# MERM practice problems book



## Firefly (Jan 13, 2010)

Long time lurker, first time poster....

Hey y'all! What is your take on the "max time limit: one hour" problems in the practice book? Do you go over those at all?

How do the problems in the book compare to the test?

Thanks!


----------



## Shaggy (Jan 13, 2010)

I would recommend to do them if they are in the area you plan to take in the afternoon. The deal with those long problems is that a portion of it is similar to a test problem. So effectively that one hour problem will prepare you for 10 test problems.

In general the MERM problems are harder than test problems. Same with PPI sample exam problems. The NCEES sample exam are comparable to slighly easier. PPI 6min sol'ns are comparable.

Recommendation: Do as many problems as you have time for. Stay away from Kaplan, they are a waste of time.


----------



## JoeysVee (Jan 14, 2010)

I skipped the 1 hour problems...most of them envole things you will not see on the exam. Skipping them gives you more time for shorter problems. Once you finish all the MERM non 1 hour problems then work all the 6 minute problem books and the sample exam.

I read each chapter of the MERM except ch 1-14 and a few chapters in the 60's. I worked all the problems except the one hour problems and did all of this in 1 month...yes it's rigorous but that's what I did. Then I spent the next 3-4 months working the 3 six-minute problem books, the sample exam, and some other 6 minute type problems I picked up. While working all of those I would consult the MERM and tab accordingly. I was continuously adding to my binder that included the MERM index. Working all those problems did 3 things....1) Force me to learn how to work the problems better (ie. at first I got about 75% wrong but as time whent on I got most right), 2) Made me a lot quicker at learning what the problem was asking and where to find the info needed to solve it, 3) I got really quick at solving problems.

So in a nut shell I would recommend going through the MERM in 1 month then work problems from that point forward. Expect this whole process to take about 400 hours.


----------



## Firefly (Jan 14, 2010)

Thanks y'all. both good advice. I had started out doing the 14 week plan laid out in MERM, but realize that won't give me enough time to really know my area. How much time did you spend on the breadth problems?


----------



## Firefly (Jan 14, 2010)

also, I appreciate the motivation you gave me by stating that initially you got 75% problems wrong. That's where I'm at and wondering how I'm going to get 75% correct! I appreciate that boost of encouragement.


----------



## MechGuy (Jan 15, 2010)

The first and second times I took the exam I skipped the 1 hr problems...that obviously didn't work out for me very well, so on the 3rd try I did all the problems in the MERM including the 1 hour problems. Like Shaggy said, one of those 1 hour problems is like 10 test problems.

Some of the 1 hour problems were really complicated, and if I found myself spending too much time on them, (say, in excess of 1 hour!) I would just look at the answer and figure out where I was stuck.

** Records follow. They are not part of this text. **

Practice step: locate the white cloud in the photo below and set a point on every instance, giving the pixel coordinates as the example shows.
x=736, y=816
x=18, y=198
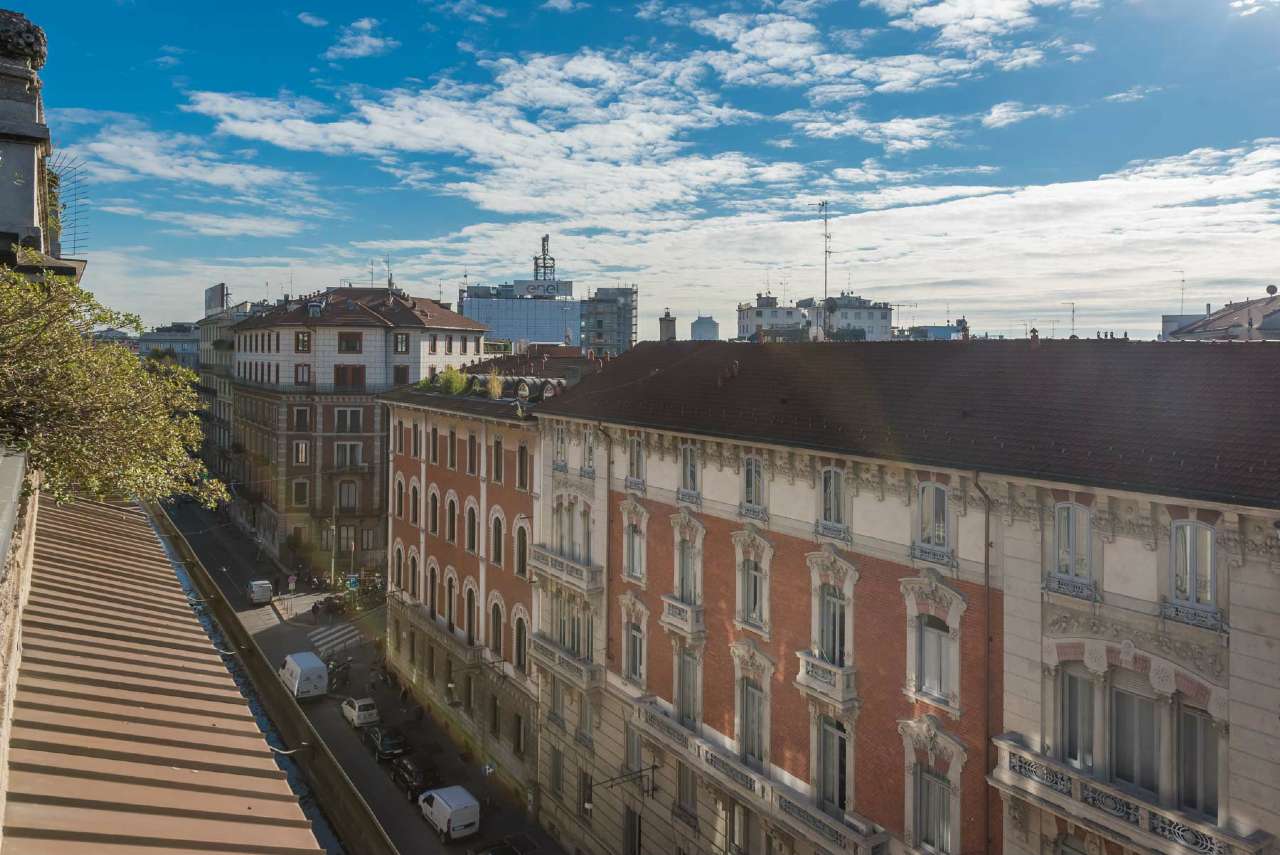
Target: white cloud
x=1133, y=94
x=359, y=40
x=1014, y=111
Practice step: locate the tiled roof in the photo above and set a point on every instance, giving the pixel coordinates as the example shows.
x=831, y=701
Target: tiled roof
x=1200, y=421
x=128, y=732
x=362, y=307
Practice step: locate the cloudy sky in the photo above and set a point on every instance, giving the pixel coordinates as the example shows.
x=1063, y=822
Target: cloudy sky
x=993, y=159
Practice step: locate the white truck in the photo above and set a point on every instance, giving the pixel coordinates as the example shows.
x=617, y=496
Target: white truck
x=305, y=675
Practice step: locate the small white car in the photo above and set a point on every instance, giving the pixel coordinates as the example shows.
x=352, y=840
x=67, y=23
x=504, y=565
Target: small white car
x=360, y=712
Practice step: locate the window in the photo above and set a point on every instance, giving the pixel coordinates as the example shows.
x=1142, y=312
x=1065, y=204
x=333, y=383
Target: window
x=521, y=552
x=685, y=572
x=1134, y=740
x=933, y=812
x=634, y=556
x=521, y=647
x=686, y=689
x=1198, y=764
x=635, y=458
x=1193, y=562
x=689, y=469
x=635, y=653
x=522, y=467
x=832, y=497
x=1072, y=536
x=933, y=672
x=753, y=591
x=347, y=421
x=753, y=483
x=752, y=739
x=831, y=630
x=933, y=516
x=496, y=630
x=1078, y=721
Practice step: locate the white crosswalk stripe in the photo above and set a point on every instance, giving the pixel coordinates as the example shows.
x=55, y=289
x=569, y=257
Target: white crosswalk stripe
x=333, y=638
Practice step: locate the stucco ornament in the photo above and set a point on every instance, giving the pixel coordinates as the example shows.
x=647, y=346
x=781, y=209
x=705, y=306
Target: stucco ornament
x=22, y=40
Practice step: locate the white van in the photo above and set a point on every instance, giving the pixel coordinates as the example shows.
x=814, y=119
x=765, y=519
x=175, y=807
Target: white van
x=452, y=812
x=305, y=675
x=260, y=591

But I thought they were good to look at overall, even if I couldn't finish them all myself.

Anyway, it all depends on what works for you and the amount of time you have. We all learn differently, so its hard to say what the right method of studying is. The one thing we all agree on is do as many problems as you can!

Good luck!!


----------



## mepe_tn (Jan 15, 2010)

I used the one-hour problems as extra bonuses. My priority was to work the others first. Any extra time I had left was used on the one hour problems. In most cases it did not take an hour to complete them.


----------



## JoeysVee (Jan 15, 2010)

The only way I would work the 1 hours problems is if I had worked all the other problems in the MERM and other books (ie. the three 6-minute solutions)


----------



## Shanks (Jan 18, 2010)

I agree w/JoeysVee. I didn't work enough problems for the first time. But I am planning on working first all the problems in MERM/MERM Practices/SMS and NCEES Sample Exam and if I still got time, I'll work on 1hr problems.


----------